I Urban, i Garland zgadzali się w kwestii zredukowania dialogów Dredda do minimum. "To, co można powiedzieć jednym zdaniem, nie musi zawierać się w trzech", opowiada Urban. "A możliwość kontaktu ze scenarzystą na planie to prawdziwe błogosławieństwo. Kiedy miałem pytania względem motywacji lub konkretnych scen, szedłem do Alexa i rozmawialiśmy", chwali Garlanda nowozelandzki aktor. "Nie miał nic przeciwko wprowadzaniu poprawek do scenariusza, lubi wszystko dopracowywać do maksimum". Urban miał także zaszczyt spotkać się z Johnem Wagnerem. "Byłem trochę zdenerwowany. Spotykając twórcę kultowego bohatera, w którego się wciela, aktor zawsze ma nadzieję, że spełni jego oczekiwania. Wiedziałem, że John bardzo chce, żeby tym razem jego dzieło nabrało odpowiednich barw", mówi aktor. "Na szczęście był bardzo zadowolony z naszej pracy, wiedział, że wszyscy podzielają jego wizję, że nie będzie wpadki jak w 1995 roku".

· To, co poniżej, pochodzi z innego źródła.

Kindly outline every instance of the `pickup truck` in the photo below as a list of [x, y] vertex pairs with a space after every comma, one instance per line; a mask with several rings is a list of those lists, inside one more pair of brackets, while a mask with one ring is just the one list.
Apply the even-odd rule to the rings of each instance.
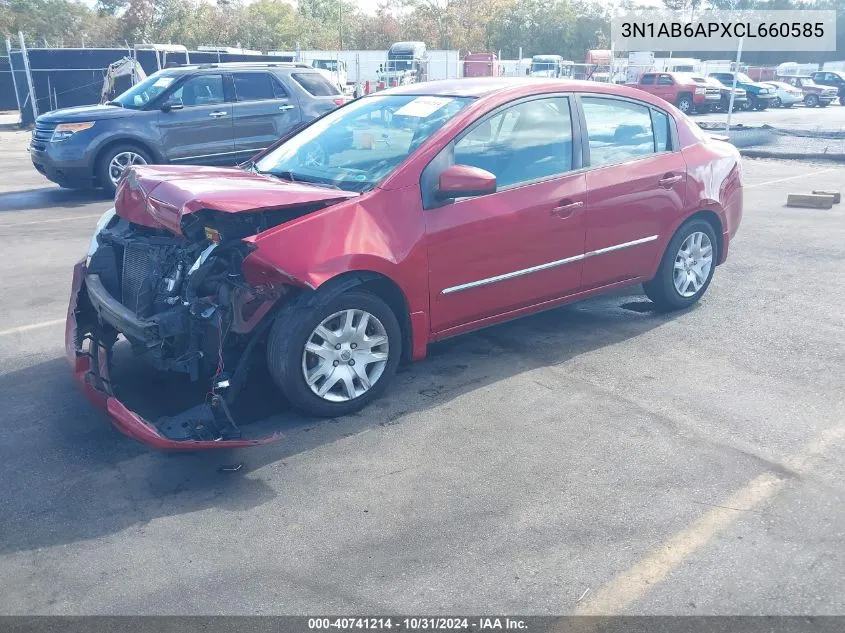
[[804, 95], [804, 105], [808, 108], [826, 108], [836, 101], [836, 88], [832, 86], [820, 86], [812, 77], [805, 75], [792, 75], [784, 77], [783, 80], [790, 86], [801, 90]]
[[[736, 74], [736, 87], [745, 90], [748, 97], [748, 110], [765, 110], [769, 106], [774, 105], [777, 91], [767, 86], [766, 84], [754, 81], [745, 73]], [[734, 73], [710, 73], [708, 77], [718, 79], [726, 86], [732, 87], [734, 83]]]
[[[700, 84], [704, 84], [706, 86], [710, 86], [712, 88], [717, 88], [719, 90], [719, 95], [721, 95], [721, 99], [718, 103], [716, 103], [713, 107], [716, 110], [721, 110], [723, 112], [727, 112], [730, 108], [731, 104], [731, 88], [730, 86], [726, 86], [718, 79], [713, 79], [713, 77], [702, 77], [701, 75], [693, 75], [693, 79]], [[748, 97], [745, 94], [745, 90], [742, 88], [737, 88], [733, 91], [734, 93], [734, 109], [735, 110], [744, 110], [745, 106], [748, 104]]]
[[845, 72], [841, 70], [820, 70], [813, 73], [813, 81], [819, 86], [836, 88], [839, 104], [845, 105]]
[[643, 73], [634, 86], [677, 106], [684, 114], [709, 112], [722, 98], [718, 88], [698, 83], [689, 73]]

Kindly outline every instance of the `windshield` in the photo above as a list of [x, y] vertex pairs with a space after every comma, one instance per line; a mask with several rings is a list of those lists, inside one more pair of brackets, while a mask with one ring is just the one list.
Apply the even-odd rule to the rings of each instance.
[[315, 59], [313, 65], [314, 68], [322, 68], [323, 70], [331, 70], [332, 72], [337, 70], [337, 62], [333, 59]]
[[471, 102], [468, 97], [364, 97], [317, 120], [255, 169], [295, 182], [367, 191]]
[[130, 110], [139, 110], [167, 90], [174, 81], [176, 81], [176, 75], [173, 73], [154, 73], [119, 97], [112, 99], [111, 103], [117, 103]]
[[740, 81], [740, 82], [742, 82], [742, 83], [744, 83], [744, 84], [753, 84], [753, 83], [755, 83], [755, 82], [754, 82], [754, 80], [753, 80], [751, 77], [749, 77], [748, 75], [746, 75], [745, 73], [737, 73], [737, 74], [736, 74], [736, 80], [737, 80], [737, 81]]
[[413, 63], [412, 59], [388, 59], [387, 70], [411, 70]]
[[541, 72], [545, 70], [555, 71], [557, 70], [557, 62], [533, 62], [531, 64], [531, 71], [532, 72]]

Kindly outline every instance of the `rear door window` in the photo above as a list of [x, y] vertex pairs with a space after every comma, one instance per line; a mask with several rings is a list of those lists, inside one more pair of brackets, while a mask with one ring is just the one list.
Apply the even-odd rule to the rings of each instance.
[[672, 81], [672, 78], [669, 75], [660, 75], [657, 78], [657, 85], [658, 86], [671, 86], [675, 82]]
[[643, 75], [643, 78], [642, 80], [640, 80], [640, 83], [644, 86], [654, 85], [654, 75]]
[[[592, 167], [624, 163], [655, 153], [658, 143], [652, 127], [651, 108], [645, 104], [582, 97], [581, 105], [587, 122]], [[666, 146], [668, 136], [662, 142]]]
[[293, 80], [315, 97], [339, 95], [340, 90], [333, 86], [320, 73], [291, 73]]
[[233, 73], [237, 101], [265, 101], [275, 99], [273, 78], [268, 73]]

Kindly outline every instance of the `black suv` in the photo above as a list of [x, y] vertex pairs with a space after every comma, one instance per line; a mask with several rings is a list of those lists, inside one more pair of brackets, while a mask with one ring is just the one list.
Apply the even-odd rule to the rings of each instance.
[[821, 86], [832, 86], [839, 92], [839, 103], [845, 105], [845, 72], [820, 70], [813, 73], [813, 81]]
[[342, 105], [304, 64], [224, 63], [161, 70], [105, 105], [35, 121], [35, 168], [63, 187], [114, 192], [129, 165], [233, 165]]

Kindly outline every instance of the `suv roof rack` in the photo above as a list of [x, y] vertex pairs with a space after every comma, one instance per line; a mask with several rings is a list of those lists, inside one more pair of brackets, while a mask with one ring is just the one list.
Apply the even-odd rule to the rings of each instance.
[[211, 62], [197, 64], [194, 68], [205, 70], [207, 68], [313, 68], [310, 64], [303, 62]]

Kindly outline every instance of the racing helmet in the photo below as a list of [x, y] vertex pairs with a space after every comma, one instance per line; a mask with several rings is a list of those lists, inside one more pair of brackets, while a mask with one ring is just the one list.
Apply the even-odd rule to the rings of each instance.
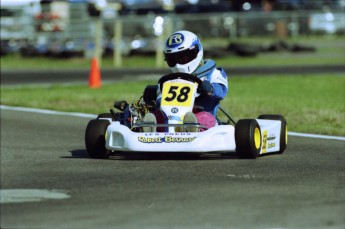
[[199, 38], [192, 32], [181, 30], [168, 37], [164, 57], [173, 73], [193, 73], [204, 55]]

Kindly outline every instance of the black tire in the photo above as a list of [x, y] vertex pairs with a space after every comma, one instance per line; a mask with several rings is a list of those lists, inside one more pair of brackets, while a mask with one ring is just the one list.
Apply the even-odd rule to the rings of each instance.
[[97, 119], [100, 118], [111, 118], [114, 121], [114, 116], [111, 113], [102, 113], [97, 116]]
[[107, 120], [91, 120], [85, 131], [86, 151], [91, 158], [108, 158], [109, 152], [105, 148], [105, 135], [109, 126]]
[[240, 158], [255, 159], [261, 150], [261, 129], [255, 119], [241, 119], [235, 127], [236, 152]]
[[282, 122], [280, 131], [280, 150], [277, 152], [279, 154], [284, 153], [287, 142], [288, 142], [288, 125], [286, 119], [282, 115], [274, 114], [263, 114], [258, 117], [258, 119], [269, 119], [269, 120], [279, 120]]

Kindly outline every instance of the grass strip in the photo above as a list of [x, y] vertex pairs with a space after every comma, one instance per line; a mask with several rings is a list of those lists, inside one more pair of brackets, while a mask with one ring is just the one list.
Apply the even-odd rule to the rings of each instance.
[[[155, 83], [118, 81], [100, 89], [87, 84], [3, 86], [1, 104], [98, 114], [108, 112], [115, 100], [133, 102], [146, 85]], [[221, 106], [235, 120], [282, 114], [291, 131], [345, 136], [344, 88], [341, 74], [230, 77]]]

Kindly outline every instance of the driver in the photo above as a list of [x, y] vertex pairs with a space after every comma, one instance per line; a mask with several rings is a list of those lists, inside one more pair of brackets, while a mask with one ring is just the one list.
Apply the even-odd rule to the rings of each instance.
[[[195, 99], [192, 112], [184, 117], [184, 123], [200, 123], [206, 127], [217, 124], [216, 114], [219, 102], [227, 95], [228, 80], [224, 70], [216, 67], [215, 61], [203, 59], [204, 50], [199, 38], [190, 31], [177, 31], [170, 35], [165, 42], [164, 56], [167, 65], [173, 73], [188, 73], [202, 80], [198, 90], [199, 96]], [[159, 108], [161, 92], [158, 88], [156, 107]], [[145, 99], [145, 92], [144, 92]], [[148, 113], [145, 122], [164, 122], [164, 114], [156, 109], [154, 115]], [[190, 127], [189, 127], [190, 128]], [[197, 128], [187, 129], [195, 132]]]

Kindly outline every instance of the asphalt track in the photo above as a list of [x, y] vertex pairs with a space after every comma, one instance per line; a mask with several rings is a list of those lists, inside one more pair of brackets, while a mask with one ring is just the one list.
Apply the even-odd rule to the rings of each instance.
[[[231, 69], [233, 75], [344, 72]], [[165, 71], [102, 71], [113, 81]], [[88, 70], [1, 70], [1, 85], [85, 82]], [[1, 228], [345, 228], [344, 140], [290, 136], [283, 155], [90, 159], [91, 117], [1, 109]], [[342, 138], [343, 139], [343, 138]]]
[[[344, 140], [291, 136], [256, 160], [95, 160], [89, 119], [1, 109], [1, 228], [345, 228]], [[32, 189], [51, 194], [3, 198]]]

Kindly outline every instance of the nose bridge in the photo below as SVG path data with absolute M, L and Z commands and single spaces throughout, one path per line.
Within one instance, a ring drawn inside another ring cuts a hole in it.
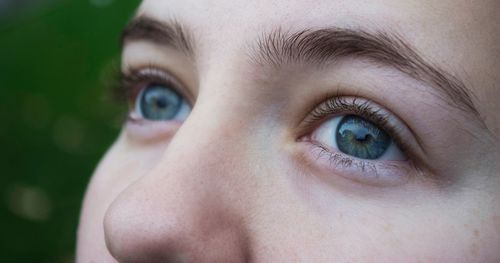
M 244 199 L 238 162 L 246 158 L 236 145 L 244 140 L 234 140 L 238 127 L 228 120 L 201 113 L 106 212 L 106 243 L 120 262 L 245 261 L 244 225 L 231 203 Z

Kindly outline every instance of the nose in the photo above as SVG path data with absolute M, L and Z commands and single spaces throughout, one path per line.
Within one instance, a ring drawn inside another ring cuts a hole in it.
M 234 158 L 214 144 L 220 134 L 181 130 L 156 167 L 108 208 L 108 250 L 119 262 L 249 261 L 241 210 L 234 205 L 244 194 L 228 166 Z

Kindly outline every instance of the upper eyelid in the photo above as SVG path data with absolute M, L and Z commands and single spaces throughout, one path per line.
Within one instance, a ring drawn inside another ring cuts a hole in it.
M 189 104 L 194 105 L 195 97 L 190 89 L 177 75 L 169 70 L 163 69 L 161 66 L 147 64 L 146 66 L 127 66 L 122 70 L 122 80 L 125 85 L 135 85 L 140 81 L 157 81 L 164 84 L 173 85 L 178 92 Z M 128 82 L 128 83 L 127 83 Z M 130 87 L 128 87 L 130 88 Z M 140 92 L 136 91 L 135 95 Z
M 334 94 L 329 93 L 329 94 L 326 94 L 325 96 L 318 97 L 314 101 L 313 105 L 308 108 L 308 110 L 306 111 L 307 112 L 306 115 L 300 120 L 299 129 L 303 130 L 303 128 L 301 126 L 307 125 L 307 122 L 309 121 L 308 118 L 310 118 L 310 113 L 316 111 L 319 107 L 323 106 L 323 104 L 325 102 L 331 101 L 332 99 L 335 99 L 335 98 L 341 98 L 340 102 L 342 102 L 342 100 L 344 100 L 345 98 L 352 98 L 352 99 L 354 99 L 354 101 L 362 101 L 363 104 L 365 104 L 365 106 L 368 106 L 372 109 L 376 108 L 377 112 L 374 112 L 374 113 L 381 113 L 381 112 L 384 113 L 385 112 L 385 114 L 390 114 L 389 116 L 393 116 L 393 118 L 395 120 L 397 120 L 397 122 L 400 122 L 409 130 L 411 135 L 415 138 L 418 145 L 420 146 L 419 148 L 422 149 L 422 151 L 425 153 L 425 148 L 424 148 L 425 145 L 422 141 L 422 138 L 420 138 L 420 136 L 414 131 L 414 129 L 412 129 L 411 125 L 409 125 L 403 118 L 400 118 L 393 111 L 387 109 L 386 107 L 383 106 L 383 104 L 379 103 L 378 101 L 376 101 L 374 99 L 367 98 L 367 97 L 362 96 L 360 94 L 348 94 L 348 93 L 340 92 L 340 90 L 337 90 L 337 92 Z M 366 116 L 362 116 L 362 117 L 366 117 Z M 377 122 L 378 120 L 371 119 L 371 121 Z M 311 130 L 311 127 L 309 127 L 309 131 L 310 130 Z

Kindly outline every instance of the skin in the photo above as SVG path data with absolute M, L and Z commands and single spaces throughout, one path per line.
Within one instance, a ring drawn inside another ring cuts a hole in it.
M 496 0 L 143 1 L 137 16 L 175 18 L 196 52 L 130 41 L 123 68 L 159 65 L 196 103 L 183 122 L 124 124 L 88 187 L 77 261 L 500 262 L 499 10 Z M 249 63 L 263 32 L 332 26 L 397 32 L 464 80 L 485 125 L 366 60 Z M 299 126 L 338 90 L 397 116 L 416 166 L 432 169 L 377 185 L 326 169 L 300 140 L 314 130 Z

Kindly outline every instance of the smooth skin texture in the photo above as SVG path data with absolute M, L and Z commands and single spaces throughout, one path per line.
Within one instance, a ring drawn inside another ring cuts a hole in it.
M 497 0 L 143 1 L 135 17 L 177 21 L 194 52 L 126 41 L 123 69 L 175 75 L 193 110 L 124 124 L 88 187 L 77 261 L 500 262 L 499 13 Z M 465 83 L 480 118 L 362 56 L 257 65 L 277 28 L 398 35 Z M 316 155 L 301 122 L 335 95 L 396 116 L 414 165 L 372 183 Z

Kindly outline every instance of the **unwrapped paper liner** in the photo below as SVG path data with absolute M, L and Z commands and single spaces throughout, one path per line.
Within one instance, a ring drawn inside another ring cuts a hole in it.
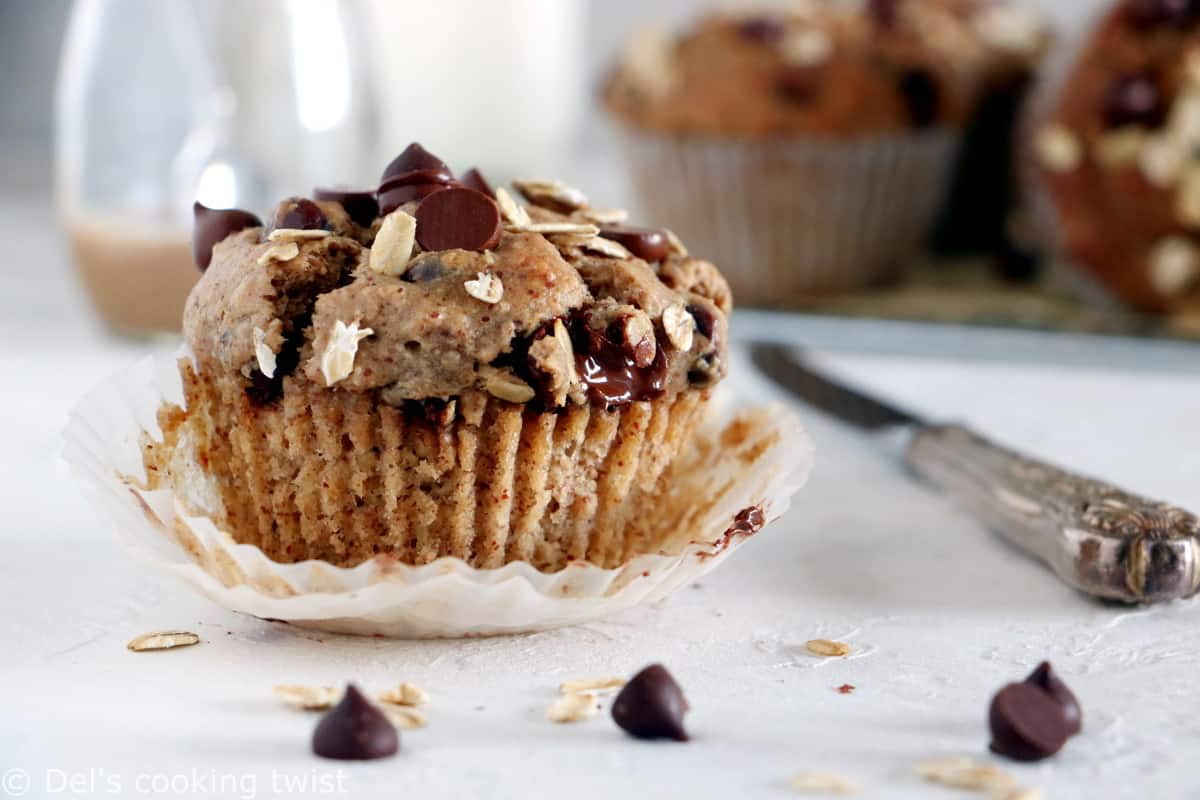
M 575 563 L 543 573 L 526 563 L 475 569 L 457 558 L 410 566 L 379 556 L 354 568 L 283 564 L 237 544 L 207 516 L 210 490 L 181 498 L 147 490 L 143 437 L 161 440 L 156 413 L 183 402 L 176 357 L 148 357 L 105 380 L 71 415 L 64 456 L 86 496 L 135 557 L 245 614 L 338 633 L 402 638 L 546 630 L 654 602 L 722 562 L 748 536 L 734 517 L 761 506 L 780 517 L 807 480 L 812 444 L 783 407 L 747 409 L 697 437 L 664 498 L 680 524 L 664 550 L 614 569 Z M 673 499 L 673 501 L 672 501 Z M 189 510 L 190 509 L 190 510 Z

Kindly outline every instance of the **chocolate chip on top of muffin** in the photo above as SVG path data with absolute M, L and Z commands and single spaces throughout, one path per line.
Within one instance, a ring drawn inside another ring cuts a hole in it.
M 1134 308 L 1200 308 L 1200 6 L 1116 4 L 1033 144 L 1069 260 Z
M 854 136 L 961 127 L 997 71 L 1038 57 L 1036 16 L 982 0 L 797 3 L 643 32 L 606 88 L 639 127 L 724 136 Z
M 280 561 L 614 565 L 726 371 L 731 298 L 670 231 L 411 145 L 267 224 L 197 207 L 186 409 L 218 522 Z M 646 530 L 643 530 L 646 528 Z

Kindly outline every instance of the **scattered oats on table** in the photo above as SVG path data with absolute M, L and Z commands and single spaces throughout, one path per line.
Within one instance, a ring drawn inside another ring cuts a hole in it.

Po znalezieniu odpowiedniego Dredda nadszedł czas na obsadzenie jego nietypowej partnerki, jasnowidzki Anderson. "Spotkaliśmy się z wieloma dziewczynami. Olivia Thirlby kręciła akurat film w Moskwie, nagrała się więc na kamerę i wysłała nam taśmę. Spodobała nam się, zorganizowaliśmy przesłuchanie w Londynie z nią i Karlem. Od razu wiedzieliśmy, że trafiliśmy w dziesiątkę". Klasycznie wyszkolona aktorka, która dzięki roli w Juno została uznana za jedną z gwiazd jutra, opowiada, że zainspirował ją przede wszystkim scenariusz. "To słowa i wyobraźnia Alexa Garlanda sprawiły, że zagrałam w tym filmie. Po przeczytaniu scenariusza zżyłam się z Anderson, więc postanowiłam wysłać producentom swój materiał". Wedle słów Reicha, Thirlby ma w sobie cechy „nowojorskiej aktorki niezależnej", dzięki czemu jest bardzo wyrazista w tym, co robi. "Wagner oparł Anderson na Debbie Harry, a Olivia ma bardzo podobną prezencję", opowiada producent Dredda 3D.
Dredd nie zdejmuje hełmu, co jest nieco problematyczne zarówno dla aktora, jak i widzów, natomiast Anderson nie może żadnego nosić, ponieważ w ten sposób zakłóca swoje ponadnaturalne zdolności. Widzimy jej oczy, to ona jest ludzkim przewodnikiem po filmie, ważne było więc, by aktorka ją grająca potrafiła pokazać zarówno wielką wrażliwość, jak i niezwykłą siłę, tak ważną w zawodzie Sędziego. Thirlby postrzega swoją postać nieco inaczej. "Wszystko sprzeciwia się przeciwko niej. Tak jak wielu ludzi, dziewczyna musi się zatracić, by ostatecznie się odnaleźć. Na początku filmu bardzo się stara wszystkim zaimponować, przestrzegać wszystkich procedur itd. Natomiast później stawka staje się tak wysoka, że zostaje zmuszona do robienia rzeczy, o których nawet nie śniła. To ją zmienia na lepsze". Reżyser Pete Travis dodaje: "Olivia naznaczyła swoją postać wielką głębią. Sprawia, że widz od razu zaczyna jej kibicować, a jednocześnie potrafi być twarda jak każdy facet".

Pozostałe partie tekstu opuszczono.